I was scuttling back to the house to avoid the rain that was just starting when I spotted this ladybird on a twig of the cherry plum in the top garden. This was only intended to be a record shot – if I’d thought it was going to turn out to be my favourite photo of the day I’d have put more effort into trying to get both the ladybird and the lichen behind it in focus – but when I saw it on a big screen there was something about the combination of lines, textures and colours that I found really pleasing. I hope you like it too.
This is, of course, a harlequin ladybird, but interestingly it seems to be mimicking a native ten-spot. Even though this is a rather exposed place for it to be roosting, I have to say that it’s displaying more wit than the ones that keep turning up in the kitchen in search of somewhere to hibernate: it’s too warm in the house for them to stay in diapause, and there’s nothing for them to eat when they wake up, so they just end up dying. If I’m in a charitable mood I collect them up and boot them back out to the wild garden, where at least some of them might manage to find a more appropriate winter shelter.
This was the second harlequin I’d seen today that momentarily lifted my spirits, until I looked more closely and realised what it was. While I was checking the birch catkin bug roost I found what looked like a pine ladybird snuggled up with some of them – but which again turned out to be a mimic. While it was a little disappointing not to be able to record a new ladybird species in the garden, I can’t bring myself to get too agitated about the foreign “invaders”, because here at least they don’t seem to be posing any great threat to the native species, which continue to be far more abundant. By the way, the birch catkin roost is continuing to expand, with over fifty bugs now clustering around the photinia buds.

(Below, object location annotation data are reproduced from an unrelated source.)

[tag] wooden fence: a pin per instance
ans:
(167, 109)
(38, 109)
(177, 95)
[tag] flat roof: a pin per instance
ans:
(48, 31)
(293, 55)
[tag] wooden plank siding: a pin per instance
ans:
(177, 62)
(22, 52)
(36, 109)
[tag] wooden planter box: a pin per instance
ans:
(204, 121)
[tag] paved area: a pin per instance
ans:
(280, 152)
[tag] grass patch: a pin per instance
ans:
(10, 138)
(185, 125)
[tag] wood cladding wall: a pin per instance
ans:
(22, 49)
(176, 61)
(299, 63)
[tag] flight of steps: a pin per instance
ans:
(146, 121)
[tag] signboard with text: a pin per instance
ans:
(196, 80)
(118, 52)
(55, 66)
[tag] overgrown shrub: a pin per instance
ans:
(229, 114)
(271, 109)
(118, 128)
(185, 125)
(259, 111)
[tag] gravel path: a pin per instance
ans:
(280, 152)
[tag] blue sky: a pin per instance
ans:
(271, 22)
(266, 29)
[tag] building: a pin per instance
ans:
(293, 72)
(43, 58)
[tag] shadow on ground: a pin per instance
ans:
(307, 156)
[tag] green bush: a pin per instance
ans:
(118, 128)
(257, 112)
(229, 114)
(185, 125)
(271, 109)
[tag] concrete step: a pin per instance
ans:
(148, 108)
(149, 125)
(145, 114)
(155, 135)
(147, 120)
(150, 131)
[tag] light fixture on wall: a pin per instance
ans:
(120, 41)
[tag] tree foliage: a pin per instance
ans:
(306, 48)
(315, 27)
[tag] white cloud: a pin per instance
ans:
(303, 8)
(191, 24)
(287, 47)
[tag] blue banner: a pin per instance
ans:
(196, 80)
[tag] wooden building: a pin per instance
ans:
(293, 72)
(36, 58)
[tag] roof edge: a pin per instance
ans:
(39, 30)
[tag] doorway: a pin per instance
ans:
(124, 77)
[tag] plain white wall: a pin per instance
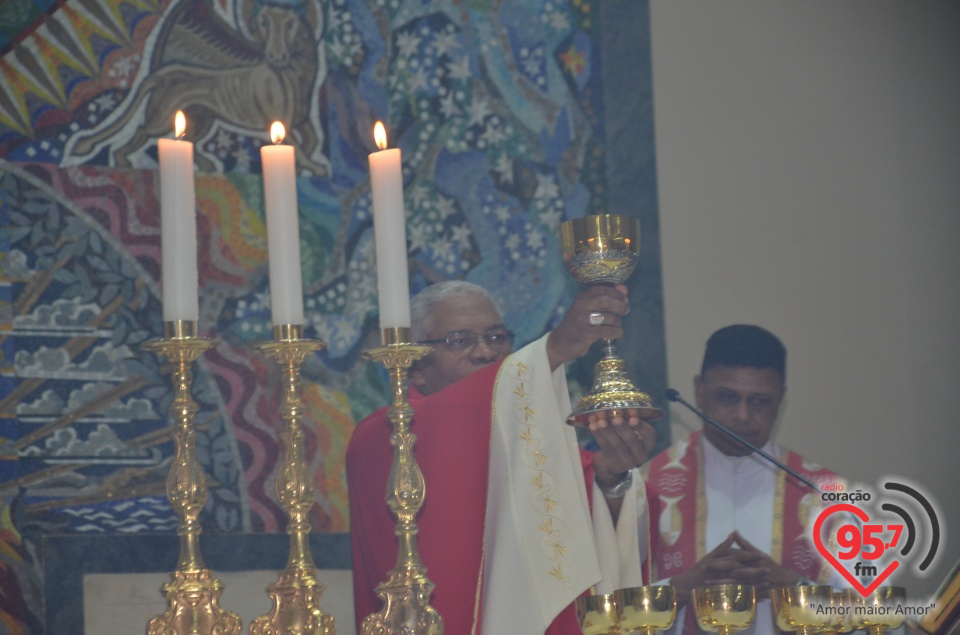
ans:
(808, 158)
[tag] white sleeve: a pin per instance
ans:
(622, 549)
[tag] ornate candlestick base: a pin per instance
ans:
(406, 591)
(193, 595)
(296, 593)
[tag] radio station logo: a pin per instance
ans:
(867, 546)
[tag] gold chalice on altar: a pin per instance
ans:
(598, 614)
(846, 618)
(603, 250)
(644, 610)
(725, 608)
(807, 610)
(879, 612)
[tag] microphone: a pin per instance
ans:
(674, 395)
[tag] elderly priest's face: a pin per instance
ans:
(475, 336)
(744, 399)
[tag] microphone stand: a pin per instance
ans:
(673, 395)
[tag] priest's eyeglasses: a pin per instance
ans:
(499, 340)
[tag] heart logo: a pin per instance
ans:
(862, 515)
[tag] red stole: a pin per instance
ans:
(453, 451)
(678, 513)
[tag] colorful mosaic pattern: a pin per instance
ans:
(496, 106)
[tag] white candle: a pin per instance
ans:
(283, 230)
(178, 227)
(390, 233)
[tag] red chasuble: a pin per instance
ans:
(453, 428)
(675, 486)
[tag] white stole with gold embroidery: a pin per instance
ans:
(540, 547)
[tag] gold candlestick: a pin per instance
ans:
(193, 594)
(296, 593)
(406, 591)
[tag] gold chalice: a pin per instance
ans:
(847, 619)
(725, 608)
(644, 610)
(879, 612)
(598, 614)
(603, 250)
(804, 609)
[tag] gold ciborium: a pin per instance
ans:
(725, 608)
(598, 614)
(804, 609)
(846, 617)
(644, 610)
(879, 612)
(603, 250)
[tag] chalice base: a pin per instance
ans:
(613, 394)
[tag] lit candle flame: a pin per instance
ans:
(380, 135)
(277, 132)
(179, 125)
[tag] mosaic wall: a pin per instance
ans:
(496, 104)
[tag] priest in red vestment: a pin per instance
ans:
(722, 514)
(506, 532)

Tonight’s extra is a pair of my favourite weevils, snuggling together on the underside of a hazel leaf. The comparative lengths of their snouts shows that this is a mixed pair – the individual nearer the leaf is a female, and the one nearer the camera is a male. Lest you think there’s anything untoward going on here though, I can assure you that there isn’t – they’ve been in exactly this position since I first saw them three days ago. The first person to say the words “tantric sex” will find themselves in lunchtime detention for the rest of the week.